We utilized RxJS7 to enable reactive programming for the mapping plan execution. Reactive
programming ensures that we process the input data one record at a time in streaming fashion,
which lowers the memory usage throughout the mapping process. We used JavaScript to imple-
ment the execution engine to show that even engine implementations in interpreted languages
could execute KG construction workloads with reasonable performance, as shown in Section 4.
    As it is a proof-of-concept implementation, the execution engine has the following limitations
for this challenge: i) it can only process CSV input files, ii) it does not ignore empty values, and
iii) it cannot deduplicate the generated KG triples. Thus, due to the aforementioned limitations,
GTFS test cases could not be run since they test the engine’s ability to process a combination of
different input data formats.
    Figure 1 illustrates the mapping pipeline deployed for the challenge. The interpretation
engine is used to first translate RML documents into a mapping plan. Afterwards, the execution
engine uses the generated mapping plan to execute the mapping process described in the RML
document.


3. Experiment
The experiment environment for KGCW challenge 2024 is a virtual machine provided by
Orange8 . The machine has an 64 bit architecture, and it is configured with an Intel(R) Xeon(R)

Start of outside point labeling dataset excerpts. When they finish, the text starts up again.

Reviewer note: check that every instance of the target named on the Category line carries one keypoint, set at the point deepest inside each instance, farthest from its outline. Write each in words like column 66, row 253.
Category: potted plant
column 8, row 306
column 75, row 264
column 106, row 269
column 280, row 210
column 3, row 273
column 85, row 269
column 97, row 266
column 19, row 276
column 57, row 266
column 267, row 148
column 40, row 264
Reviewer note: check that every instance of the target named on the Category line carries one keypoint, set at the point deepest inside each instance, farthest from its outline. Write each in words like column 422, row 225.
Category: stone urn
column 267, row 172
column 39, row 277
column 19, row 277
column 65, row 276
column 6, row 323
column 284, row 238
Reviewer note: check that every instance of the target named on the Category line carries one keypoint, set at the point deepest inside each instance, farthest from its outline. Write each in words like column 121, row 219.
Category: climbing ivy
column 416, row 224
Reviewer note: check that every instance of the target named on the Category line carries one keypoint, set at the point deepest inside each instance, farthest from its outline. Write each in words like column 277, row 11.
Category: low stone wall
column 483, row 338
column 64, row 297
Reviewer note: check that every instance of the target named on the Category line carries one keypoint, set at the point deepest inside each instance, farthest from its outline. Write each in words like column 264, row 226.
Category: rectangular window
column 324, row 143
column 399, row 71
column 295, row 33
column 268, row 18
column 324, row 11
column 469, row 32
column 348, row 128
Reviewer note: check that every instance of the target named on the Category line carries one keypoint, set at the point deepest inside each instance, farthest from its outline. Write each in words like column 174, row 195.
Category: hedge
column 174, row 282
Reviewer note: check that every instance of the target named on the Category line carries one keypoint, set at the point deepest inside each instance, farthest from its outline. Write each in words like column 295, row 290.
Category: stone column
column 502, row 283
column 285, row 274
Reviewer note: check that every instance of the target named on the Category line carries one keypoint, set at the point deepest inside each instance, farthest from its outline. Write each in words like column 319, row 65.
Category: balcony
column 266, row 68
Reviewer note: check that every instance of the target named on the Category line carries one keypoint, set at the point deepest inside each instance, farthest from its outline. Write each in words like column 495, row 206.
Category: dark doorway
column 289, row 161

Gold 6161 CPU at 2.20GHz with 4 cores, 16765 MB of RAM, and 150 GB of storage space. The
operating system of the machine is Ubuntu 22.04.03 LTS.
   The pipeline as described in Section 2 is benchmarked for part 1 of the Track 2 challenge,
measuring the performance of RMLWeaver-JS based on Knowledge Graph Construction Param-
eters. For the experiment, we execute the algebraic mapping pipeline with the execution tools
provided by the KGCW challenge [1], isolated by using a Docker container9 .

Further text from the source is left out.